From next month Eurostar will transport travellers to northern Europe in record time from their new terminal at London’s St Pancras station.
Taking the train through the Channel Tunnel has become commonplace in recent years, but there is more to see than just Paris and Brussels.
Belgium boasts a range of attractive destinations, prime among them the beautifully preserved medieval city of Bruges.
A major European destination since the 11th century, the historic centre of Bruges, a World Heritage Site, is a time capsule of a prosperous medieval trading hub.
What is it like?
Bruges is a perfect destination for a weekend of culture and relaxation.
The centre is small, all accessible on foot and within a day you know your way round.
Friendly locals, stunning medieval buildings, world-famous chocolate, calorific waffles and hearty Belgian food make Bruges a great place to take your parents, your lover or your friends.
What is there to do?
Walk to the Market Square and take in the imposing 13th century Belfry. The 366 steps to the top are tiring, but worth it for the stunning views over Bruges.
Have lunch in one of the many cafes lining the square and watch tourists go by in horse-drawn carriages.
Take a canal trip around the centre of the city.
It is the perfect way to get your bearings and see some of the most stunning tourist attractions from the water.
Informative guides will talk you through some of the history of the city while you idly take in the medieval grandeur of one of Europe’s former trading hubs.
The city’s wealth, built on the Flemish cloth trade, is evident in its fine religious and civil buildings.
Visit the churches and cathedrals of Bruges, from the Sint-Salvator Cathedral to the Basilica of the Holy Blood.
There, if you turn up at the right time, you can touch the relic of the Holy Blood, reputedly that of Jesus himself.
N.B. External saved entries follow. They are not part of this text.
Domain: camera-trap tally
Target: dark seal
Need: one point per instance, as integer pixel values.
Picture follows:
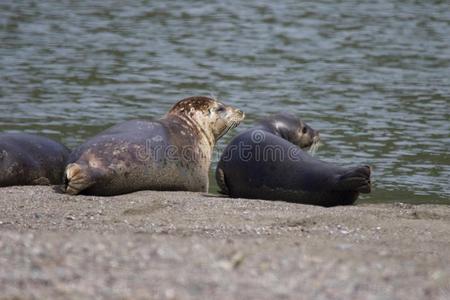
(269, 162)
(27, 159)
(173, 153)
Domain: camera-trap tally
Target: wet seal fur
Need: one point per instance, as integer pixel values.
(173, 153)
(269, 162)
(28, 159)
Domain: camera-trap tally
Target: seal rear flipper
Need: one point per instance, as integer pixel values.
(77, 179)
(356, 179)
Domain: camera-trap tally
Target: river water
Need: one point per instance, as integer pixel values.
(372, 76)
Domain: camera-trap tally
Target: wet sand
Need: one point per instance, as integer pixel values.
(177, 245)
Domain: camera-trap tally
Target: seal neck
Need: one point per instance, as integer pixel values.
(195, 125)
(271, 128)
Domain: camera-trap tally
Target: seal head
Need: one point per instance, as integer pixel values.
(291, 128)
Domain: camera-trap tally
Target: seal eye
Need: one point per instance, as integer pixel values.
(304, 130)
(220, 109)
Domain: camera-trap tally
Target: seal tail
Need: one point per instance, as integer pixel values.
(221, 182)
(356, 179)
(76, 179)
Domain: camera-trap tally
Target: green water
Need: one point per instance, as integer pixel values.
(372, 76)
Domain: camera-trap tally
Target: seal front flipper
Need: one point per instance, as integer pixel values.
(77, 178)
(356, 179)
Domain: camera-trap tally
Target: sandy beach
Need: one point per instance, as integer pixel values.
(178, 245)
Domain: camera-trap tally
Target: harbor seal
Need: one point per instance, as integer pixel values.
(28, 159)
(269, 162)
(173, 153)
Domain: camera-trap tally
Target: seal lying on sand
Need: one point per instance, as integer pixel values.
(173, 153)
(27, 159)
(267, 162)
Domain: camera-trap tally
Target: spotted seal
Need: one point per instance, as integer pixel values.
(269, 161)
(173, 153)
(28, 159)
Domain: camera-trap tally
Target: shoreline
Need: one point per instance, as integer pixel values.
(181, 245)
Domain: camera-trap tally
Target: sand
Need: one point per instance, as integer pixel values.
(178, 245)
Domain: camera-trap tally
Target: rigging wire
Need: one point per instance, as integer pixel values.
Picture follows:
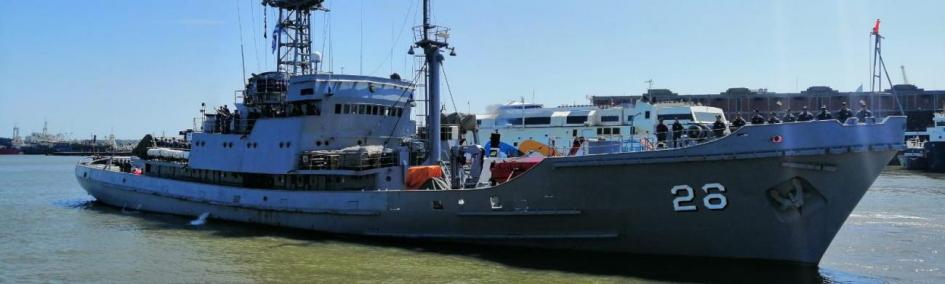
(239, 19)
(416, 76)
(361, 34)
(448, 90)
(252, 14)
(403, 25)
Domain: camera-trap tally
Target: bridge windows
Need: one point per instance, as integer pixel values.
(576, 119)
(369, 109)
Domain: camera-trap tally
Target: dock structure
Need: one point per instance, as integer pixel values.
(918, 104)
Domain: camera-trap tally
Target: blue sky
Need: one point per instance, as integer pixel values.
(136, 67)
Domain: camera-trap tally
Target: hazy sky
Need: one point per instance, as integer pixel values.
(136, 67)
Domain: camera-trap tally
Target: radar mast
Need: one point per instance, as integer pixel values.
(292, 36)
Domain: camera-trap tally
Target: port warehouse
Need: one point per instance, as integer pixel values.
(918, 104)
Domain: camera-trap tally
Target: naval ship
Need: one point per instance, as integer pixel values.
(338, 153)
(533, 128)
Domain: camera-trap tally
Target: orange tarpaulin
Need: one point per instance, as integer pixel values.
(420, 175)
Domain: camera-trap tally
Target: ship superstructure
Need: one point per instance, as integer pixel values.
(338, 153)
(632, 125)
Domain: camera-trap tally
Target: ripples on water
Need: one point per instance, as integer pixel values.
(54, 232)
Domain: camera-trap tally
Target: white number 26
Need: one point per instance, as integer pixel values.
(714, 198)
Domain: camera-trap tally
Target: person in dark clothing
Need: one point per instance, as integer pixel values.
(864, 113)
(661, 131)
(718, 127)
(677, 133)
(738, 122)
(773, 119)
(844, 113)
(805, 115)
(756, 118)
(789, 116)
(824, 114)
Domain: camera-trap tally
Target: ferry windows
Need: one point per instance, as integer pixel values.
(576, 119)
(538, 120)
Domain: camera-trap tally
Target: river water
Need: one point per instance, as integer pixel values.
(50, 230)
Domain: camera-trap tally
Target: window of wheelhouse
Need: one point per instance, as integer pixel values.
(576, 119)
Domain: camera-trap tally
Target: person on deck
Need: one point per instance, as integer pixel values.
(756, 118)
(677, 133)
(738, 122)
(773, 119)
(789, 116)
(844, 113)
(805, 115)
(824, 114)
(718, 127)
(864, 113)
(661, 131)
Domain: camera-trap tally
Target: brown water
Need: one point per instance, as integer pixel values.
(51, 231)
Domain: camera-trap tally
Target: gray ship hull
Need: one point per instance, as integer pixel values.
(769, 201)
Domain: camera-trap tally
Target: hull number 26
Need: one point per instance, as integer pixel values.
(714, 198)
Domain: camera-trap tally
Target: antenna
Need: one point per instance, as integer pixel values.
(879, 68)
(292, 36)
(432, 39)
(905, 80)
(239, 19)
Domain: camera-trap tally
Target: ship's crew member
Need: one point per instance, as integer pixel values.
(661, 130)
(805, 115)
(789, 116)
(738, 122)
(718, 127)
(824, 114)
(864, 113)
(756, 118)
(844, 113)
(677, 133)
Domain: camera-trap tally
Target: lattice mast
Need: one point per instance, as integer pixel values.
(879, 68)
(432, 39)
(292, 35)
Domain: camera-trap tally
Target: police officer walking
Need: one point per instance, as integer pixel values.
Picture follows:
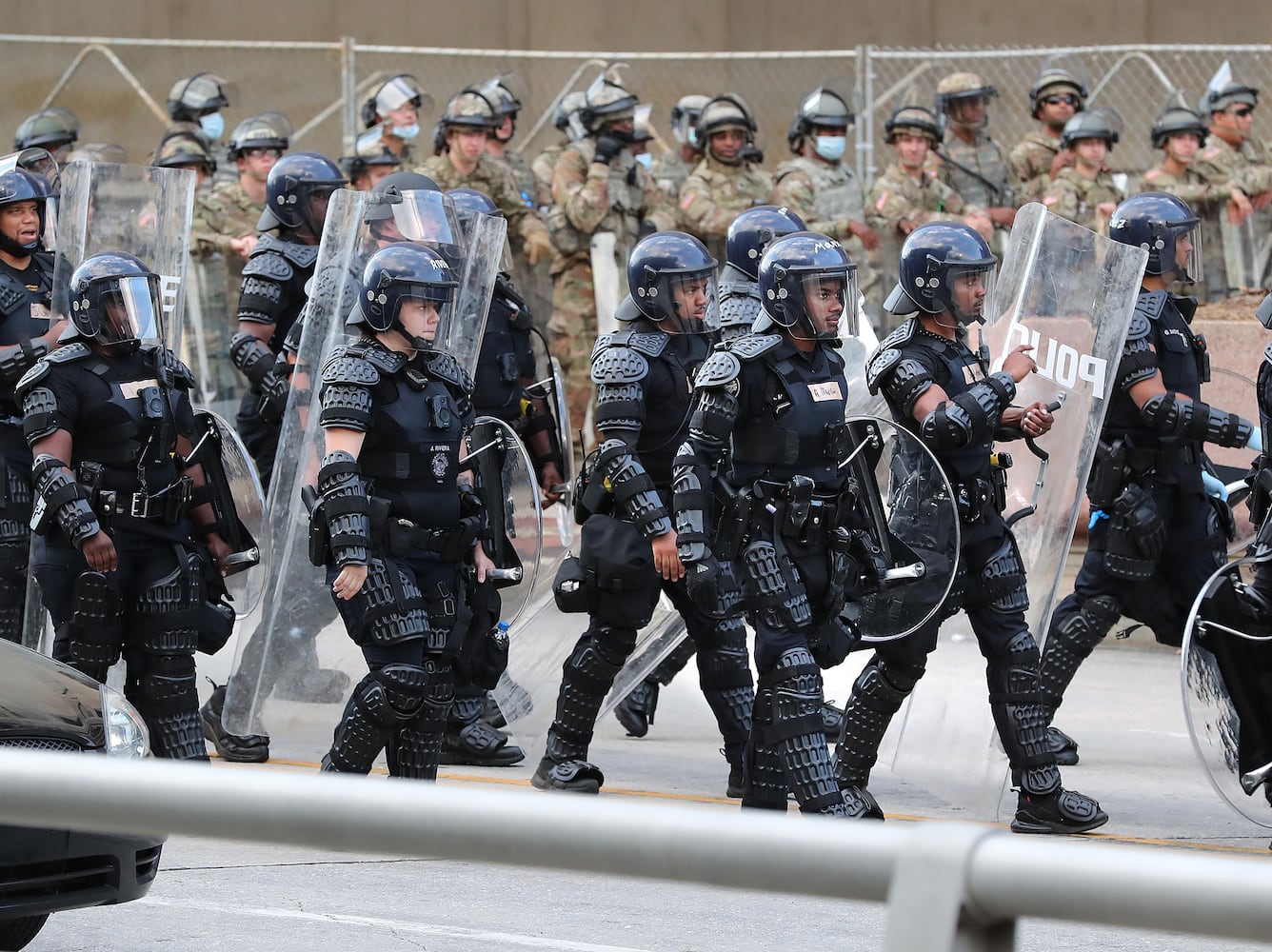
(1155, 535)
(942, 390)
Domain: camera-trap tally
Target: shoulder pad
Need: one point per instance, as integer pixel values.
(444, 367)
(300, 254)
(13, 294)
(345, 367)
(1150, 304)
(271, 266)
(617, 364)
(750, 346)
(716, 370)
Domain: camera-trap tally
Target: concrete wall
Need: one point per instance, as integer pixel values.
(666, 25)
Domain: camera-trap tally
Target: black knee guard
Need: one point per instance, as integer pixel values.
(773, 590)
(379, 703)
(415, 747)
(795, 731)
(1019, 716)
(1071, 638)
(586, 678)
(878, 694)
(94, 634)
(393, 610)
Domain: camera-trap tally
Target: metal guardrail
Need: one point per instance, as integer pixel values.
(947, 886)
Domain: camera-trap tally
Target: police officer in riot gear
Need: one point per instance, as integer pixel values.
(26, 336)
(397, 541)
(643, 375)
(1146, 485)
(942, 390)
(109, 422)
(775, 402)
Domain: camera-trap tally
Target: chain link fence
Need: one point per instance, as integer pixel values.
(118, 87)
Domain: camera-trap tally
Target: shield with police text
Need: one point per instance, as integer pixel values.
(1226, 680)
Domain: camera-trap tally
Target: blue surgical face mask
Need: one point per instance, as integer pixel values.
(829, 148)
(212, 125)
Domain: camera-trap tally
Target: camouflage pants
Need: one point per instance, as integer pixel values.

The relic was brought to the city during the First Crusade and paraded annually through the streets.
See great works of art. The 13th century Church of our Lady houses a Michelangelo marble sculpture, Madonna and Child.
Take an afternoon to visit the impressive collection of six centuries of Belgian and Flemish art at the Groeningemuseum.
It houses works by Bruges resident Jan Van Eyck and other renaissance masters as well as Baroque and modern masterpieces.
Explore the museums of lace, diamonds or chocolate and finally, take a tour round the Civic Buildings for a real understanding of the power and wealth of this once-great city.
Also, Bruges loves a celebration – there seems to be a festival for every week of the year.
Check visitflanders.co.uk for more details.
Where to stay
The centre of Bruges has scores of hotels, but highly recommended is the Montanus Hotel. 24 romantic rooms set round an intimate garden so quiet it is easy to forget you are in the city
Friendly, helpful staff make the atmosphere a homely one. A modern, boutique hotel, it is located a few minutes walk from the centre.
As a major tourist destination, Bruges has a range of hotels and hostels to suit most budgets.
Where to eat
Moules frites. Waffles with ice cream. Local Belgian beers. Mouth-watering handmade chocolates. Bruges is a great destination for foodies, with several top-rated (and suitably expensive) restaurants alongside traditional cafes where the locals congregate for beer and seafood.
How to get there
From November 14th 2007 Eurostar will operate up to 10 daily services from London St Pancras to Brussels with return fares from £59.
Fastest journey time to Brussels will be one hour 51 minutes.
All Eurostar tickets to Brussels are valid to/from any Belgian station at no extra cost.